Hermione is intrigued to discover that she rather likes this new practice of kissing. She hasn't really been able to consider that first shocking encounter with anything close to a rational mind. This second experience proves something to her that she was rather unable to admit earlier – that this is something to be enjoyed (and made doubly exhilarating given the circumstances). There is something about this that is satisfying in the same way that solving an Arithmancy problem correctly is gratifying. It all lay in the breaking through of barriers, in lining up the otherwise-confusing parts of the problem correctly and discovering the one right solution… or in letting go of the confusion and getting caught up in the moment. Of course it is entirely different as well, an entire world apart. Arithmancy doesn't quite rate in the same category as far as pulse-pounding excitement goes.

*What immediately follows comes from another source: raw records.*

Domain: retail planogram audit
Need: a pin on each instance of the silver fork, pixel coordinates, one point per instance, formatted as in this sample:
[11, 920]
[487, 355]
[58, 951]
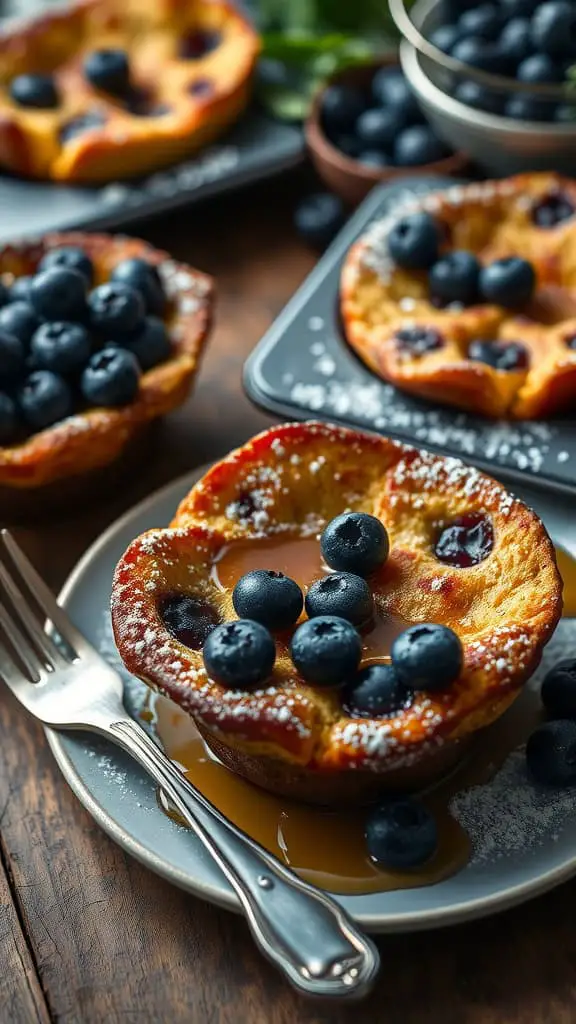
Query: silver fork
[68, 685]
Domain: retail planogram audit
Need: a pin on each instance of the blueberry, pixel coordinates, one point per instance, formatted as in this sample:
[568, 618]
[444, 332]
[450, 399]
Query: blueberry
[340, 108]
[550, 753]
[58, 294]
[427, 656]
[401, 834]
[12, 358]
[509, 282]
[319, 218]
[326, 650]
[115, 308]
[239, 654]
[8, 419]
[60, 347]
[553, 28]
[559, 690]
[150, 343]
[109, 71]
[36, 91]
[146, 280]
[44, 399]
[374, 692]
[269, 597]
[454, 278]
[111, 378]
[341, 594]
[418, 145]
[71, 258]
[414, 242]
[355, 542]
[18, 318]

She finds herself thoroughly engrossed as she ponders her recent encounters. She relishes the way that Someone Else's Energy is entirely focused on her – and vice versa. She feels slightly dark, slightly corrupted, although she has not overstepped any boundaries that make her uncomfortable… well, not as far as what her activities have been. In fact, she feels somehow a bit older and a bit sillier all at once. Surprisingly, she realizes that against all odds, she feels a bit happier too. He certainly didn't seem uncomfortable either, after all. Perhaps "intolerable" was the wrong word for the situation altogether.
Hermione rolls over and hugs her pillow.
She is smiling.
She is certain that somewhere, he is too.

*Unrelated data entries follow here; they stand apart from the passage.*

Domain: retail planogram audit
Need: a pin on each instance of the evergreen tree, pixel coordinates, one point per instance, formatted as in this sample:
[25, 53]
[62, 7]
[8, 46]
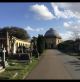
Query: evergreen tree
[40, 44]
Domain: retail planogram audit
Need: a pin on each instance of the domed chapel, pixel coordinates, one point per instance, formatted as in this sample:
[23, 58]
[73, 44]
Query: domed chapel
[52, 38]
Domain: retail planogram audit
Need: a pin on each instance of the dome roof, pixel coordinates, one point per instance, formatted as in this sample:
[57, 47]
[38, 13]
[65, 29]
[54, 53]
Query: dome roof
[52, 33]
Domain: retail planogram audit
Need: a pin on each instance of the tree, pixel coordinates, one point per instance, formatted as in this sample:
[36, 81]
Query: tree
[67, 46]
[40, 44]
[16, 32]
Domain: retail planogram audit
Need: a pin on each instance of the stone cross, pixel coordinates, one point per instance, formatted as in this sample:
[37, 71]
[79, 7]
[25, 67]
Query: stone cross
[3, 59]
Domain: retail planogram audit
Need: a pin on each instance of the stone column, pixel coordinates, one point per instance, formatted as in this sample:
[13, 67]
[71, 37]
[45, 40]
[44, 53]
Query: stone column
[3, 58]
[7, 42]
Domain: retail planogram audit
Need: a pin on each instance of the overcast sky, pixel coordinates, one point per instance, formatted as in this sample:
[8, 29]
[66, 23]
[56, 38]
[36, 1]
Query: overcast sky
[38, 17]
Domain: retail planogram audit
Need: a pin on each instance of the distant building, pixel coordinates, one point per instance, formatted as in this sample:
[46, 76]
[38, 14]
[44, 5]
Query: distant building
[13, 44]
[52, 38]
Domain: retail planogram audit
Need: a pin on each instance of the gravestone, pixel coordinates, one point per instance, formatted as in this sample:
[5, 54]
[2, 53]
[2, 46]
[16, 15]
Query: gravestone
[4, 62]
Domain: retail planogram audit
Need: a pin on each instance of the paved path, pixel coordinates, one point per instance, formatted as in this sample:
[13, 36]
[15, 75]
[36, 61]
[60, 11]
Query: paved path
[55, 65]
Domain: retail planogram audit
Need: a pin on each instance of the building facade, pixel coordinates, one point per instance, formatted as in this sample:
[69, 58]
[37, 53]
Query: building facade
[52, 38]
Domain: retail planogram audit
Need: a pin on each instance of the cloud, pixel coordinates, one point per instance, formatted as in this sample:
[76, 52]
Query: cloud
[42, 12]
[28, 28]
[66, 24]
[75, 7]
[67, 12]
[67, 35]
[71, 26]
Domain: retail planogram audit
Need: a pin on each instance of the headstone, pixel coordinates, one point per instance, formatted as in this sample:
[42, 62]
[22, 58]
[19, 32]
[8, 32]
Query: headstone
[4, 63]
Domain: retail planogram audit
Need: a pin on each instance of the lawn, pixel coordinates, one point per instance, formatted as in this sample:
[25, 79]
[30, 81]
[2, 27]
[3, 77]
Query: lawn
[18, 69]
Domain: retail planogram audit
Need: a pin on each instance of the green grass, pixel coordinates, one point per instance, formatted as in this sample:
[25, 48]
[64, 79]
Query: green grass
[21, 68]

She looks up, and there's someone at the door.
"What are you doing here?" she asks a bit harshly. It's not who she expected at all… it's someone else entirely.
"Just doing my rounds and decided to see what all the commotion was about," he says in an aloof tone.
"What commotion?" she asks, clearly nettled.
"I heard shouting. Trouble in paradise?" These words are less detached, leaning towards malicious.
"What?"
"Is Ronniekins in the doghouse?" he questions disdainfully. "I just saw him storming down the hallway with his face all red – well, actually with his entire head all red then, really. He looked like he might just cry."
Hermione bristles. "He's not my boyfriend, Malfoy. I don't have one of those. And I was just leaving, if you don't mind."